If the new regime – and the largest single party within it, the Congress – is to be faithful to the mandate it has received, it would do well to remind itself of Rajiv Gandhi’s vision articulated at the Congress Centenary Conclave at Bombay in 1995 – a vision he himself failed to realize; and one that no subsequent regime has even sought to articulate, leave alone implement. It was there that he had pointed to "what might have been, but was not, because of weaknesses in government and in the party". Where he had indicted the "brokers of power and influence" and "self-perpetuating cliques" within the party that had transformed a great mass movement into "a feudal oligarchy". Where he denounced an administrative machinery that had become "cumbersome, archaic and alien to the needs and aspirations of the people." It was Rajiv Gandhi who had pointed out that, of each Rupee of Government spending on development, less than 15 Paise actually reached the people. All this, he had promised, would be transformed through a vast "Build India Movement", that would harness technology and growth to bring relief to the common man, even as it unshackled the spirit and natural dynamism of the nation.

Winning an election is one thing; fulfilling such a vision, quite another. The emphasis, now, must uniquely focus on hard issues of governance. Gimmicks, the ‘emotive issues’ that have often been used to manipulate the masses, may work for a time, but political entities that ignore the fundamentals of governance will be booted out unceremoniously, sooner rather than later. Regrettably, gimmicks still have overwhelming appeal, and among the first announcements by the Andhra Pradesh Chief Minister elect was the promise of free electricity to farmers – a policy that bankrupted Punjab under the Akalis, and that the Congress party found necessary to reverse in that State. A policy, moreover, that did not, in fact, satisfy the farmers of Punjab, since it just meant longer power cuts, and only a token daily supply of ‘free’ electricity.

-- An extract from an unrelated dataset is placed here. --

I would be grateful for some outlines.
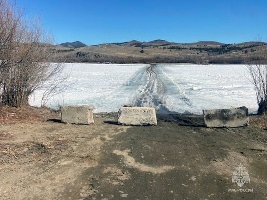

Anti-incumbency is, of course, every losing politician’s alibi. The fact is, anti-incumbency is nothing but a vote against bad- or non-governance in wide areas of necessary administrative responsibility.

Growth, globalisation and the march of technology cannot be neglected by the new regime, but in this sphere, all that the government really needs to do is get out of the way, and allow private enterprise the spaces it needs. It is useful to recall that, over the past decade, the most rapid growth has, in fact, been witnessed in sectors that were largely outside the sphere of oppressive government regulation, and this is what needs to be deepened, even as the government focuses more and more on the fundamentals of governance – providing security, infrastructure, and public services, including adequate social security, which are its primary mandates. Such a withdrawal of the government from the inessential will be vigorously resisted by an entrenched and substantially compromised bureaucracy. Reforms in the bureaucracy will, consequently, be fundamental to the success and failure of the new regime – as indeed, they have been for all past regimes, none of which eventually demonstrated the necessary will and courage for initiatives that they recognized as necessary and in the national interest. Reforming the bureaucracy will have to be prioritized above all else, because the success or failure of all other initiatives would be predicated on these. Downsizing of the bloated Indian bureaucracy is now an inescapable imperative, and well before India can be ‘modernized’, its bureaucracy must be. Regrettably, no political leader after Pratap Singh Kairon in Punjab, appears to understand the art of getting the bureaucracy to move.

The essential lesson of the latest electoral verdict is not novel; it is, indeed, a dramatic re-rendering of the lesson of virtually all recent elections where negative votes rather than a positive show of confidence in a particular party have determined the outcome: the people don’t want opportunistic coalitions of the corrupt ruling them; they want viable, stable and competent governance. Everything else is a self-serving untruth.